In developing countries, lack of food and poor usage of the available food can result in protein-energy malnutrition ( PEM). About 50 million pre-school African children have PEM.I n developed countries excess food is available and the most common nutritional problem is OBESITY.
Diet and disease are interrelated in many ways. Excess energy intake, particularly when high in animal fat content, is said to contribute to a number of disease including ischemic heart disease and diabetes: A relationship between food intake and cancer has been found in many epidemiological studies, an excess of energy –rich foods often with physical inactivity, plays a role in the development of certain cancers while diets high in vegetables and fruits reduce the risk of most epithelial cancers.
The proportion of processed foods eaten may affect the development of disease. A number of processed foods eaten may affect the development of disease .A number of processed convenience foods have a higher sugar and fat content and therefore predispose to dental caries and obesity respectively.
Protein contains many amino acids of which nine are indispensible (essentials).These amino acids cannot be synthesized and must be provided in the diet. The dispensable (non-essential) amino acids can be synthesized in the body but some may still be needed in the diet. Animal proteins, such as in milk, meat and eggs are of high nutritional value as they contain all indispensable amino acids.
In developing countries, adequate protein intake is achieved mainly from vegetable proteins, combining food stuffs with different low concentrations of indispensable amino acid (maize with legumes) Protein intake can be adequate provided enough vegetables are available.

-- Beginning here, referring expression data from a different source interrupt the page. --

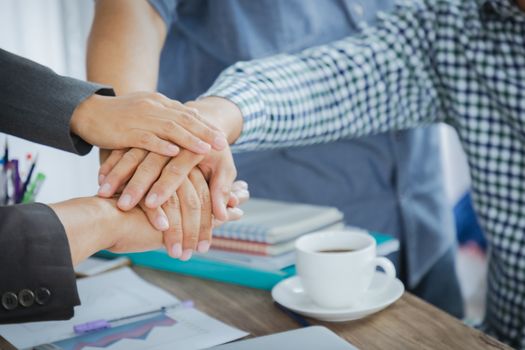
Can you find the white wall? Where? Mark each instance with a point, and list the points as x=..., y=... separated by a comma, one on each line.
x=455, y=167
x=53, y=32
x=38, y=29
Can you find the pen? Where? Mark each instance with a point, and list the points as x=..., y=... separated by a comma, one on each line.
x=34, y=188
x=6, y=163
x=28, y=178
x=98, y=325
x=16, y=180
x=294, y=316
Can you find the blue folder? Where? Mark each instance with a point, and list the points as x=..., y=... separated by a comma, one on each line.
x=219, y=271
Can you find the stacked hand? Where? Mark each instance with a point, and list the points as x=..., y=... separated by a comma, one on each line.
x=183, y=192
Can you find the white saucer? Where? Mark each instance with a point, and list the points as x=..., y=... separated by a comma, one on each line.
x=290, y=294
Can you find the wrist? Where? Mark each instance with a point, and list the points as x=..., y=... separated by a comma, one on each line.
x=82, y=118
x=84, y=221
x=223, y=113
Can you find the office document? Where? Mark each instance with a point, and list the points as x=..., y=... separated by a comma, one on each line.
x=119, y=294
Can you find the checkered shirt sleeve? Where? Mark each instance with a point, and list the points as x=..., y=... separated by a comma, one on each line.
x=457, y=61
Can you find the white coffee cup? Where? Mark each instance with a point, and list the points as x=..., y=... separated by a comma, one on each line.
x=339, y=279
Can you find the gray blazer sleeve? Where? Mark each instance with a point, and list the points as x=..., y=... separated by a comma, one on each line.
x=37, y=276
x=37, y=280
x=36, y=103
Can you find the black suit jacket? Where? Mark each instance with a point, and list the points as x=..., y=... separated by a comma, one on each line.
x=37, y=281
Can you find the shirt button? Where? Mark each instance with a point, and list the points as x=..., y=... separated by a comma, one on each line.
x=42, y=296
x=26, y=298
x=9, y=301
x=358, y=9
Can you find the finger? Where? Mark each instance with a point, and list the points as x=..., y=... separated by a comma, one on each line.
x=110, y=161
x=242, y=196
x=189, y=106
x=145, y=175
x=233, y=201
x=240, y=185
x=190, y=208
x=190, y=120
x=193, y=121
x=234, y=214
x=122, y=171
x=172, y=176
x=174, y=131
x=173, y=236
x=151, y=142
x=157, y=217
x=220, y=187
x=201, y=187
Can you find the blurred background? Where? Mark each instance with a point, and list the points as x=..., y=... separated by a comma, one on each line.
x=54, y=33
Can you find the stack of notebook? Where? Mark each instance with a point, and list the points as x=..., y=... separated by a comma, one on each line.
x=257, y=251
x=265, y=237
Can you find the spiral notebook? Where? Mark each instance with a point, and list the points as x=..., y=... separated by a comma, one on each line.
x=269, y=221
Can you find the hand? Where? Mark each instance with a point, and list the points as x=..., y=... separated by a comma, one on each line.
x=93, y=224
x=144, y=120
x=189, y=215
x=162, y=176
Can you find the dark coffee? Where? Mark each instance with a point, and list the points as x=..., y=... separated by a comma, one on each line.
x=336, y=250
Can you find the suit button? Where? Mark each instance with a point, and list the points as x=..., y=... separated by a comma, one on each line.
x=9, y=301
x=42, y=296
x=26, y=298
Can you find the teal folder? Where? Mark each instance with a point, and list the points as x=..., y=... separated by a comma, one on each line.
x=208, y=269
x=225, y=272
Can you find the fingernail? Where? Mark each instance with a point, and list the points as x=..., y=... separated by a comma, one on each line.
x=162, y=223
x=124, y=201
x=186, y=255
x=220, y=142
x=203, y=147
x=105, y=189
x=172, y=149
x=176, y=250
x=243, y=193
x=237, y=211
x=151, y=201
x=203, y=246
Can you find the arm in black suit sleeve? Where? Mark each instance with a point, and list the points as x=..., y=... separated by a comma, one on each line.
x=37, y=104
x=35, y=256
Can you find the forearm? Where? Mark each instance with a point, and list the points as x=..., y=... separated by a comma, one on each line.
x=124, y=45
x=35, y=95
x=357, y=86
x=35, y=257
x=85, y=222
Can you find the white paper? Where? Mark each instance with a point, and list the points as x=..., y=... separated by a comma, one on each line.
x=95, y=266
x=109, y=296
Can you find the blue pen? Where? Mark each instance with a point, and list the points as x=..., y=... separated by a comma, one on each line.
x=98, y=325
x=6, y=163
x=28, y=179
x=17, y=186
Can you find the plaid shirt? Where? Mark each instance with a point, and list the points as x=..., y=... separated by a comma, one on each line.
x=459, y=61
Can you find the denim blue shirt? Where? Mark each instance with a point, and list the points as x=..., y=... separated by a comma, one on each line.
x=389, y=182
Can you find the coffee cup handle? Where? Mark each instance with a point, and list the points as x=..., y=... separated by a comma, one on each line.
x=390, y=272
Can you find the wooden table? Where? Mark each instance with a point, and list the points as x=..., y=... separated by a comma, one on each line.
x=410, y=323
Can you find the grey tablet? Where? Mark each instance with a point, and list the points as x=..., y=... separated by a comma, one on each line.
x=309, y=338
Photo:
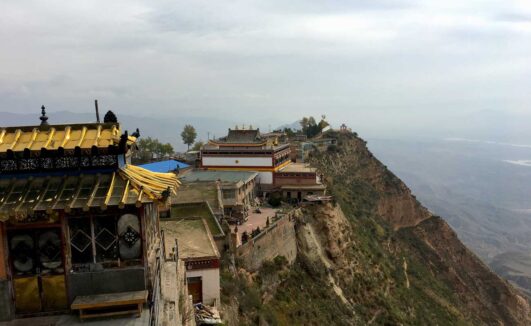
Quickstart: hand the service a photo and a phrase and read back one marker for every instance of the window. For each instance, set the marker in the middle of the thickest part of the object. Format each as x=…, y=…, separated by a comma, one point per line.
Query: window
x=107, y=240
x=229, y=194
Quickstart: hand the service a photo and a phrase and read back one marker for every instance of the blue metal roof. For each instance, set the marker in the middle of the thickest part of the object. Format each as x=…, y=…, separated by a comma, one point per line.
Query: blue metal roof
x=164, y=166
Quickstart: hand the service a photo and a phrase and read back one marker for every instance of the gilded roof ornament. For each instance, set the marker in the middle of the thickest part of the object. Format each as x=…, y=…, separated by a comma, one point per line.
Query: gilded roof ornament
x=110, y=117
x=43, y=117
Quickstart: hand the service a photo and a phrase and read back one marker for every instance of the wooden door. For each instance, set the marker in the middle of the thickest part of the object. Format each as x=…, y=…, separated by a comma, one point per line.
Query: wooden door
x=195, y=289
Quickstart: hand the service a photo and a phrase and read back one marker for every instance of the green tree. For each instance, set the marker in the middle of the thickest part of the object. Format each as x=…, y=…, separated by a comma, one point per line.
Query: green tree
x=189, y=134
x=149, y=149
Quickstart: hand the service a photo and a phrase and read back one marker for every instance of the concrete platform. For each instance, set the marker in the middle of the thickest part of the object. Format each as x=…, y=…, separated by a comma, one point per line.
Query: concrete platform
x=255, y=220
x=67, y=320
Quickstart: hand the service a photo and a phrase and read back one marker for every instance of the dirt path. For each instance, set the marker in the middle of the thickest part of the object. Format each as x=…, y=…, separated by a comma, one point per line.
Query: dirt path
x=328, y=265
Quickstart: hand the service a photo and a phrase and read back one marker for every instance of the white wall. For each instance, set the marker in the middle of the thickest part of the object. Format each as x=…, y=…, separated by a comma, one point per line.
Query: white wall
x=210, y=279
x=238, y=161
x=265, y=178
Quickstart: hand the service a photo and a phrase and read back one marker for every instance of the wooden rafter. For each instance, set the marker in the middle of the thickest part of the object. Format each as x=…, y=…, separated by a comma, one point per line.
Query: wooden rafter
x=34, y=135
x=39, y=199
x=8, y=193
x=69, y=206
x=87, y=205
x=83, y=133
x=15, y=140
x=23, y=198
x=57, y=197
x=2, y=135
x=66, y=137
x=50, y=138
x=109, y=192
x=139, y=198
x=98, y=135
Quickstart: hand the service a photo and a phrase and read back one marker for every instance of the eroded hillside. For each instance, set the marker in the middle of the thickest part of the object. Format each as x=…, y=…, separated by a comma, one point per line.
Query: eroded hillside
x=376, y=256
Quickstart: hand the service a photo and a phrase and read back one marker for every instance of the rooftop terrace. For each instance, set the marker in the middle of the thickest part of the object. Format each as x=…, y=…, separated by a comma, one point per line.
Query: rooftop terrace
x=194, y=238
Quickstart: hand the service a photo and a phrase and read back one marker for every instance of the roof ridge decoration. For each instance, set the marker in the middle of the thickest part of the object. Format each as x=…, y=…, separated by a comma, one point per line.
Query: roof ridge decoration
x=68, y=137
x=131, y=185
x=43, y=118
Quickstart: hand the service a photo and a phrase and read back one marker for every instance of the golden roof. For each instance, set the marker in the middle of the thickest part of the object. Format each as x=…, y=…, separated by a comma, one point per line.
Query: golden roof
x=131, y=185
x=68, y=137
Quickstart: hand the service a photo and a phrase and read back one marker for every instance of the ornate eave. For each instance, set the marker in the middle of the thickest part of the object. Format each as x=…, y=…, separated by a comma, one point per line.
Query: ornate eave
x=130, y=185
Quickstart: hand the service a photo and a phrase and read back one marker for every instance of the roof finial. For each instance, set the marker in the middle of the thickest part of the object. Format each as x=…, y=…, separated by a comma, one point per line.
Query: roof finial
x=43, y=117
x=110, y=117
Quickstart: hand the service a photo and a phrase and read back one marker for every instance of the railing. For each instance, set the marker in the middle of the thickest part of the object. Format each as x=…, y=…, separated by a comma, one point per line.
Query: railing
x=156, y=294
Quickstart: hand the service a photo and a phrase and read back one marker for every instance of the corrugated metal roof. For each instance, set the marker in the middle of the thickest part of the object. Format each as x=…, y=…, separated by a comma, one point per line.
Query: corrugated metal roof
x=164, y=166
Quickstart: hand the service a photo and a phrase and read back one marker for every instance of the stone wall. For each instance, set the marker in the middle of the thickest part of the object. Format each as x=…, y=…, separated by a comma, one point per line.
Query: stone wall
x=279, y=239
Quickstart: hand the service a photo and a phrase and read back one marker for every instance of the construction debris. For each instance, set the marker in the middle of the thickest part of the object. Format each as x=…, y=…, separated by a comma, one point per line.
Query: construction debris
x=206, y=315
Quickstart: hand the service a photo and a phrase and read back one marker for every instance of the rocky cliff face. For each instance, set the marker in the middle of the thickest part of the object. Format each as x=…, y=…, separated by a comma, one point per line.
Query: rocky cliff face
x=421, y=251
x=377, y=256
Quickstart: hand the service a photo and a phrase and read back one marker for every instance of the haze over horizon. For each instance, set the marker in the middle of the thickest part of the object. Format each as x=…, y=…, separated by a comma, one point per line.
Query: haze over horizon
x=381, y=66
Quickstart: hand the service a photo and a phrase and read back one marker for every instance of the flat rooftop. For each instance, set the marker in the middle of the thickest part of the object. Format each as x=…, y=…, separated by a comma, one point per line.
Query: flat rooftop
x=193, y=238
x=213, y=176
x=194, y=210
x=197, y=192
x=298, y=167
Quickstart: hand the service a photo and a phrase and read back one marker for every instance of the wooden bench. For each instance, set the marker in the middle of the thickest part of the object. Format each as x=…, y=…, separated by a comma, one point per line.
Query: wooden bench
x=110, y=304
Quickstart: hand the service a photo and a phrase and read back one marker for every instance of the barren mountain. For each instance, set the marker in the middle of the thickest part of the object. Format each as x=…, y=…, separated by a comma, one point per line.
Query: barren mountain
x=375, y=256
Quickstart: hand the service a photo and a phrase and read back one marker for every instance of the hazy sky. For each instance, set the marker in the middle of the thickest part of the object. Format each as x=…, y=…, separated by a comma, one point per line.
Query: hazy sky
x=372, y=61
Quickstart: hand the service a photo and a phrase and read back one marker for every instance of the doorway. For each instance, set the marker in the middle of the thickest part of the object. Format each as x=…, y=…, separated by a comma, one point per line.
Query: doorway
x=195, y=289
x=38, y=273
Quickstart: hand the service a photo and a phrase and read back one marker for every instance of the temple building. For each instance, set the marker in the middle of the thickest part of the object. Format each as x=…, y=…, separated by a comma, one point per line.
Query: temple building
x=247, y=150
x=76, y=219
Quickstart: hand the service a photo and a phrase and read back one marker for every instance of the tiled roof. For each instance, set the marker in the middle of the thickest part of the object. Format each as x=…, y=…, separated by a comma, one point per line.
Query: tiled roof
x=68, y=137
x=20, y=197
x=241, y=136
x=224, y=176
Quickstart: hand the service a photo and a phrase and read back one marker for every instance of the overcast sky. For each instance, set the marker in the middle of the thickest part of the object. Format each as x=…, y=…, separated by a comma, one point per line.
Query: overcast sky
x=379, y=62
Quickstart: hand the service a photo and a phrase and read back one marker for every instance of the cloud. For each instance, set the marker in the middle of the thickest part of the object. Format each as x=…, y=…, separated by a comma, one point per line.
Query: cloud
x=353, y=60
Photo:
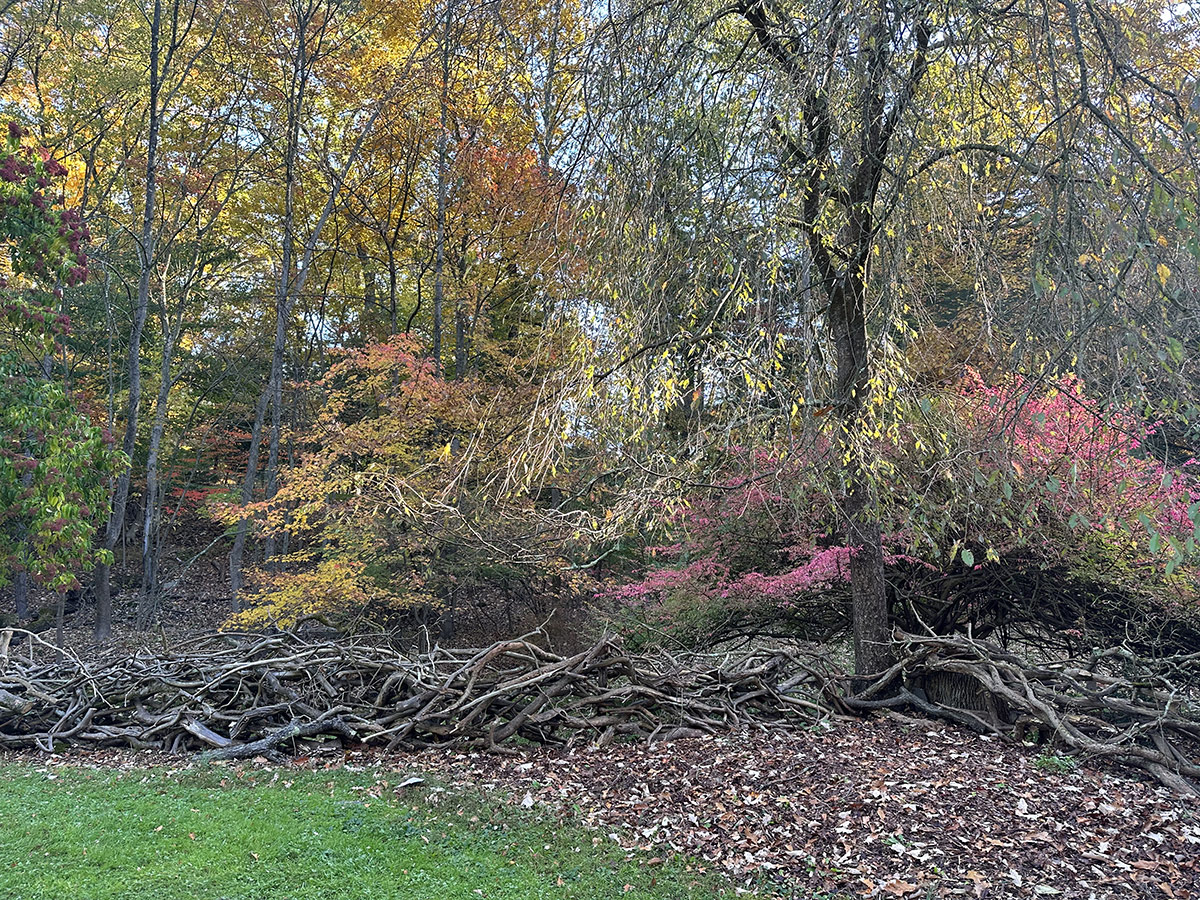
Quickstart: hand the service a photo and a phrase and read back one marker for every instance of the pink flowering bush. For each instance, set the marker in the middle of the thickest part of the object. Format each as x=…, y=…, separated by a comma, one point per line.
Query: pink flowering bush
x=1005, y=507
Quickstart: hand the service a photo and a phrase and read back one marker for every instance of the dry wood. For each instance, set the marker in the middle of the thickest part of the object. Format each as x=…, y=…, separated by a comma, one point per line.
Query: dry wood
x=245, y=695
x=250, y=695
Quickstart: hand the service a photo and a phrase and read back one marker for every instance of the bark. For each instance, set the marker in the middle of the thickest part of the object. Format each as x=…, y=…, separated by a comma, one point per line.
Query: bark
x=145, y=262
x=443, y=186
x=148, y=597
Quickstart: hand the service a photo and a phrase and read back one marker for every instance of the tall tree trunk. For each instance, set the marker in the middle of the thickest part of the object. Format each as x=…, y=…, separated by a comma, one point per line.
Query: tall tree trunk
x=443, y=185
x=873, y=634
x=247, y=491
x=145, y=261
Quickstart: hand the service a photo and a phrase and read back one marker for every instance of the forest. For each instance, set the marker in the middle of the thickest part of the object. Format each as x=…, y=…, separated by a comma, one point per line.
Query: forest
x=445, y=375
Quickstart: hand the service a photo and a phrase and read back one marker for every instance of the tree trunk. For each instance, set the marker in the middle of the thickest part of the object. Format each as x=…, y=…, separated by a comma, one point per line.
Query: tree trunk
x=145, y=261
x=148, y=597
x=873, y=635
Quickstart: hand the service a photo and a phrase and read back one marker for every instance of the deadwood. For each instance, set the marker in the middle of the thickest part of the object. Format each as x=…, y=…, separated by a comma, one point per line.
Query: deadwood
x=267, y=695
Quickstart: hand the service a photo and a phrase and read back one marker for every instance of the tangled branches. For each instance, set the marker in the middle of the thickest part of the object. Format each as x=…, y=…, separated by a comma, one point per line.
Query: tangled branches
x=262, y=695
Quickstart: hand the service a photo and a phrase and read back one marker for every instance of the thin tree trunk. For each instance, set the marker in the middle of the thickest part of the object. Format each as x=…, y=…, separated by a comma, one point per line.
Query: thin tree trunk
x=145, y=261
x=443, y=153
x=148, y=597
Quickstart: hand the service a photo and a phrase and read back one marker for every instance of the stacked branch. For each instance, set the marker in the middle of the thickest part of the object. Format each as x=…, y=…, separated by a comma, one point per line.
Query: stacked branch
x=241, y=696
x=1113, y=705
x=268, y=695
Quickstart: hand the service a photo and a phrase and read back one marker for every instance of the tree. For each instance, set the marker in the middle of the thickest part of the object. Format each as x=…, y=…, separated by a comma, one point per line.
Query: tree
x=847, y=106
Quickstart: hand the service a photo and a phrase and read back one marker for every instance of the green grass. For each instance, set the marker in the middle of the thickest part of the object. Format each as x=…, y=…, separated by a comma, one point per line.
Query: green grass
x=253, y=834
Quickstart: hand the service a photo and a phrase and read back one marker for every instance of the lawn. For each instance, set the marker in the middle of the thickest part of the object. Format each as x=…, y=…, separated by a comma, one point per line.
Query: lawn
x=288, y=834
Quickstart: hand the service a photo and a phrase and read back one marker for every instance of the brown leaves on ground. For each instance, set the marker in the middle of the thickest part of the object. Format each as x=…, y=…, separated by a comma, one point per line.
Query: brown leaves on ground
x=869, y=809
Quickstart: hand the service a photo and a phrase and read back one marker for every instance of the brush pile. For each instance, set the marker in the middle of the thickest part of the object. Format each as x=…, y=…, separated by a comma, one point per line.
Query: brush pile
x=237, y=696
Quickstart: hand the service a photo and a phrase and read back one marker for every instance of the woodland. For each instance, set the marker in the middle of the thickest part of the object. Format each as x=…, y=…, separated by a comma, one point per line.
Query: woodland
x=447, y=375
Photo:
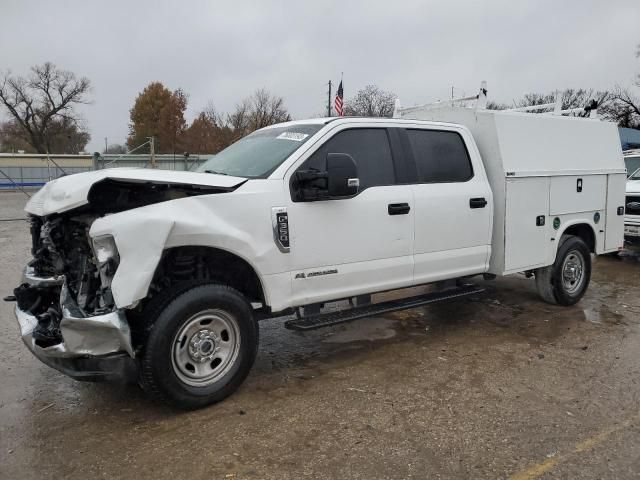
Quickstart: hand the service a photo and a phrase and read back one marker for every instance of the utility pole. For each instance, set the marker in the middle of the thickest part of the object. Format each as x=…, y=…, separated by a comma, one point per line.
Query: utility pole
x=152, y=149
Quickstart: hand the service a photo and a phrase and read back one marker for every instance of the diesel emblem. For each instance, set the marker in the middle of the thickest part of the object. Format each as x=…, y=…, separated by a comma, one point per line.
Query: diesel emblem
x=280, y=224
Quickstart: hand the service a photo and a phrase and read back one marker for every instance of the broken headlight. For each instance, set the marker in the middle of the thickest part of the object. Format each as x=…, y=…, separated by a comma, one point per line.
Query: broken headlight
x=105, y=250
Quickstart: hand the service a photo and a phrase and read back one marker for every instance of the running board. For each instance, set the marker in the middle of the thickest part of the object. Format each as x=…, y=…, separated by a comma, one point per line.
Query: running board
x=334, y=318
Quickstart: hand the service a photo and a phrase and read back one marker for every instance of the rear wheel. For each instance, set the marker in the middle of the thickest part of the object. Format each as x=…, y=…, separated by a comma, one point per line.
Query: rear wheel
x=566, y=281
x=200, y=348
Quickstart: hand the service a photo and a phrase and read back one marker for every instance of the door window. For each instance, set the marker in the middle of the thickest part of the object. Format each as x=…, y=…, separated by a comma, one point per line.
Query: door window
x=440, y=156
x=369, y=148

Loss of protein in the body occurs not only because of inadequate protein intake but also owing to inadequate energy intake. When there is loss of energy from the body more protein is directed towards oxidative pathways and eventually gluconeogenesis for energy.
The term” protein – energy malnutrition” covers the spectrum of clinical conditions seen in adults and children.
Maramus is the childhood form of starvation which is associated with obvious wasting. Maramus is the type of severs PEM seen most commonly .A child looks emaciated; there is obvious muscle wasting and loss of body fat. There is no Oedema; the hair is thin and dry. The child is not so apathetic or anorexic as with Kwashiorkor.Diarrhoea is frequently present and signs of infection must be looked for carefully.
Kwashiorkor occurs typically in a young child displaced from breast feeding by a new baby and fed a diet with very low protein content relative to energy such as cassava. Kwashiorkor shows the child to be apathetic and lethargic with severe anorexia. There is generalized Oedema with pigmentation and thickening. The hair is dry sparse and may become reddish owing to hepatomegaly. Serum albumin is always low.
Many children in developing countries are underweight, the under nourished child is very susceptible to respiratory and gastrointestinal infections leading to an increased mortality in this group.
- BLOOD TESTS:
- Anaemia due to folate, iron and copper deficiency is often present, but the heamatocrit (PCV) may be high owing to dehydration.
- Eosinophila disturbances are common
- Malaria parasites should be looked for.
- HIV test.
- Stools should be examined for parasitic infections
- Chest x-ray- tuberculosis is common
Protein and energy supplement must be provided and infection must be controlled.
RESUSTICATION: The severly ill child will require correction of fluid and electrolyte abnormalities, but intravenous therapy should be avoided if possible because of the danger of fluid overload. Glucose- electrolyte mixtures are sometimes necessary.
Diarrhea is often due to bacteria or protozoa overgrowth metronidazole is very effective.
REFEEDING: During the initial treatment of the acute situation a balanced diet with sufficient energy is to maintain steady states. Large increases in energy lead to heart failure, circulatory collapse and death. Supplements of vitamin A, D, B, and C should always be given together with folic acid and iron. Many children are deficient in minerals such as zinc, copper and selenium and supplements should be given if deficiency is suspected.
Rehabilitation: As the child improves more energy can be given and during rehabilitation maximum weight gain is achieved in the shortest time by extra calories.
PROGNOSIS: Children with extreme malnutrition have a mortality of over 50%. By careful management this can be reduced significantly to 1-2 % depending on the availability of facilities. Brain development takes place in the first years of life, a time when severe PEM frequently occurs. There is evidence that intellectual impairment and behavioral abnormalities occur in severely affected children. Physical growth is also impaired. Probably both of these effects can be alleviated if it is possible to maintain a high standard of living with a good diet and freedom from infection over a long period.
Prevention of PEM depends not only on adequate nutrient being available but also on education of both government and individual in the importance of good nutrition and immunization. Bad feeding practices and infections are more prevalent than actual shortage of food in many areas of the world, However good surveillances is necessary to avoid periods of famine. Food supplements should be given to ‘at-risk’ groups by adding high-energy food (eg milk powder, meat concentrates) to the diet. Pregnancy and lactation are times of high energy requirement and supplements have been shown to be beneficial.